De Gucht veut convaincre des bienfaits de la libéralisation
n.c.
Samedi 28 novembre 2009
Désigné au poste de commissaire européen au Commerce, Karel De Gucht entend utiliser cette fonction pour convaincre l’opinion publique des opportunités offertes par la libéralisation des échanges.
« Il y a une tendance au retour au protectionnisme. Nos populations ont peur de la mondialisation », analysait vendredi soir Karel De Gucht dans un entretien avec l’agence Belga. « Il faudra montrer à nos pays que cette ouverture (aux échanges commerciaux) peut aussi leur être bénéfique », a-t-il plaidé, précisant vouloir s’engager dans cette tâche.
L’ancien chef de la diplomatie belge s’est logiquement félicité de l’attribution de l’un des plus importants portefeuilles au sein de l’exécutif européen.
« Cela correspond à mon expérience de ministre des Affaires étrangères, mais c’est aussi pour moi un dossier de conviction.
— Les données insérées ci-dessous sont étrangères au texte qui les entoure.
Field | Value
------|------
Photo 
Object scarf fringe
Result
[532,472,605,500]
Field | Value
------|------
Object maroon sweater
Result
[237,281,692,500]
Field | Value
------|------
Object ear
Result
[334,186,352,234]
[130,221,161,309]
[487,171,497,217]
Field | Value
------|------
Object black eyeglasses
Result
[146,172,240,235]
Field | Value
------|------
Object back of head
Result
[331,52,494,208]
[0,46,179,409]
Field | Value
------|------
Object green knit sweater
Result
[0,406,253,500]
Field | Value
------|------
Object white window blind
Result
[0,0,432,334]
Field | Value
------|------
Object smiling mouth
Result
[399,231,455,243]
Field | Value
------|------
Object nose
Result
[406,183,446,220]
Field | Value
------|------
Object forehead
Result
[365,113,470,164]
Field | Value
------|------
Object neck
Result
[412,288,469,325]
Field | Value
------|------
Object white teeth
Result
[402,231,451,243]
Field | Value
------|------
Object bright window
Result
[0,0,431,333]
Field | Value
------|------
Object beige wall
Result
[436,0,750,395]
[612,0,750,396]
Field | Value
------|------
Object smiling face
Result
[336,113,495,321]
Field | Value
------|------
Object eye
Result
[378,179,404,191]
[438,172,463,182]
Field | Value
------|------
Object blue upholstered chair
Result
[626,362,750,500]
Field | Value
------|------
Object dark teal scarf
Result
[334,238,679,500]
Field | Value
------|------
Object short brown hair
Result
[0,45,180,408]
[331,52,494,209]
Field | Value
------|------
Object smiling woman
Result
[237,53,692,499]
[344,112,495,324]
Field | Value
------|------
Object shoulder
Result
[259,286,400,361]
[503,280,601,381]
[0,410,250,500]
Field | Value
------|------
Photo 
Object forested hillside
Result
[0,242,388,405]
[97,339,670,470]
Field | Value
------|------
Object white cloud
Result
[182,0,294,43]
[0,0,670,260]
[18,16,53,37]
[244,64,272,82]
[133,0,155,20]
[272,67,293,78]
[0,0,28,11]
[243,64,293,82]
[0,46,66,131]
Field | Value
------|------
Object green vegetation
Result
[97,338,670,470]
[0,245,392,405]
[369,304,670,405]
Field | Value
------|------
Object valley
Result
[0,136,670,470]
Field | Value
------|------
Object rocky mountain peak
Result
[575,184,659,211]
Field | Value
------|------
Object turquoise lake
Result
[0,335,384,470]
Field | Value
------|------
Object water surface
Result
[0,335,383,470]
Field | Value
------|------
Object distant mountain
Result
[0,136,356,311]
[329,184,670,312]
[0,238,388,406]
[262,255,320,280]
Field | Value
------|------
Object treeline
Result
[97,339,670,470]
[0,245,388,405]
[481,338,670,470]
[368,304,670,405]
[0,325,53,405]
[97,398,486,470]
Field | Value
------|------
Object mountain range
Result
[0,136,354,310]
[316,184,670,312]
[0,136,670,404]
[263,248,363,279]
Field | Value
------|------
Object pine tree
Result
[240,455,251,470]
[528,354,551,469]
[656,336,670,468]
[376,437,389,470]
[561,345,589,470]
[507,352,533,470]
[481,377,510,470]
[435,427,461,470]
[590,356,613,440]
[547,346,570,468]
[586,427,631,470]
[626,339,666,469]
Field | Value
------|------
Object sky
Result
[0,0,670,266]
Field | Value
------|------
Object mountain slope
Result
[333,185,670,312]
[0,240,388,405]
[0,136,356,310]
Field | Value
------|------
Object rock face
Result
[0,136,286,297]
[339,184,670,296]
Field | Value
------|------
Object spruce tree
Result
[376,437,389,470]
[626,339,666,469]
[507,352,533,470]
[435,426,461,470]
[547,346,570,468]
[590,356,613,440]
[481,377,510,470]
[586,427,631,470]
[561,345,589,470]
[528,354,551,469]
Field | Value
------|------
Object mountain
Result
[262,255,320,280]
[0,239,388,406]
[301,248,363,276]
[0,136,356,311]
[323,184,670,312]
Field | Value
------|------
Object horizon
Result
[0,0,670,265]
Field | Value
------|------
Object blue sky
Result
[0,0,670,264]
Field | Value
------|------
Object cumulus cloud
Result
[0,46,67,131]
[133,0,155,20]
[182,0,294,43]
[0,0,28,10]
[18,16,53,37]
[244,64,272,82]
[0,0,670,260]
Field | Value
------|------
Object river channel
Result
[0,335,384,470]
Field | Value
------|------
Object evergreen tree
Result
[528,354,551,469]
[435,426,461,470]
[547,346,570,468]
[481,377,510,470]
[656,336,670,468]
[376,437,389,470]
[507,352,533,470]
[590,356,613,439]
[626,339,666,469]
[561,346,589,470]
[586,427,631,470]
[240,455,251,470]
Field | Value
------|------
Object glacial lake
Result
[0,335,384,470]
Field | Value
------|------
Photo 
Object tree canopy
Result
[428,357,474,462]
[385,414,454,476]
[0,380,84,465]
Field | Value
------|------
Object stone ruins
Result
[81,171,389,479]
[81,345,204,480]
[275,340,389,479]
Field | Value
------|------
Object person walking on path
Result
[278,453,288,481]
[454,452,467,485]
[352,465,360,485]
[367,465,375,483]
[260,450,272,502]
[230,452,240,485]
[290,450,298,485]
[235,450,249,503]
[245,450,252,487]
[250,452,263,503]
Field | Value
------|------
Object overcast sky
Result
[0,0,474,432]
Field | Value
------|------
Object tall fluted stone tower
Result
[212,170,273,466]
Car je suis convaincu qu’il faut une solution internationale pour sortir de la crise (actuelle) ».
M. De Gucht reconnaît toutefois que le dossier dont il hérite n’est pas des plus simples, notamment en raison du blocage persistant des négociations du cycle de Doha sur la libéralisation du commerce.
« C’est un sérieux défi, c’est vrai, mais c’est pour cela que ça m’intéresse. (…) Je suis toutefois confiant qu’on arrivera à un résultat.
Mais pour y parvenir, il faudra avancer sur des questions bilatérales, comme on vient de la faire avec la Corée de Sud (avec qui l’UE vient de signer un accord commercial, nldr) », analyse-t-il.
L’ancien ministre des Affaires belges s’est enfin dit heureux « pour lui, mais aussi pour la Belgique » de sa nomination, laquelle intervient à peine plus d’une semaine après la désignation d’Herman Van Rompuy au poste de premier président permanent du Conseil, le Royaume décrochant ainsi deux gros lots européens coup sur coup.
« Nous ne devons pas nous excuser d’avoir obtenu ces deux hautes fonctions », a encore commenté M. De Gucht.
« La Belgique est un pays fondateur de l’Europe, un pays qui veut plus d’Europe, et qui le dit. Je crois dès lors qu’il est bon pour les Européens que des Belges arrivent à ces hautes fonctions », a-t-il conclu.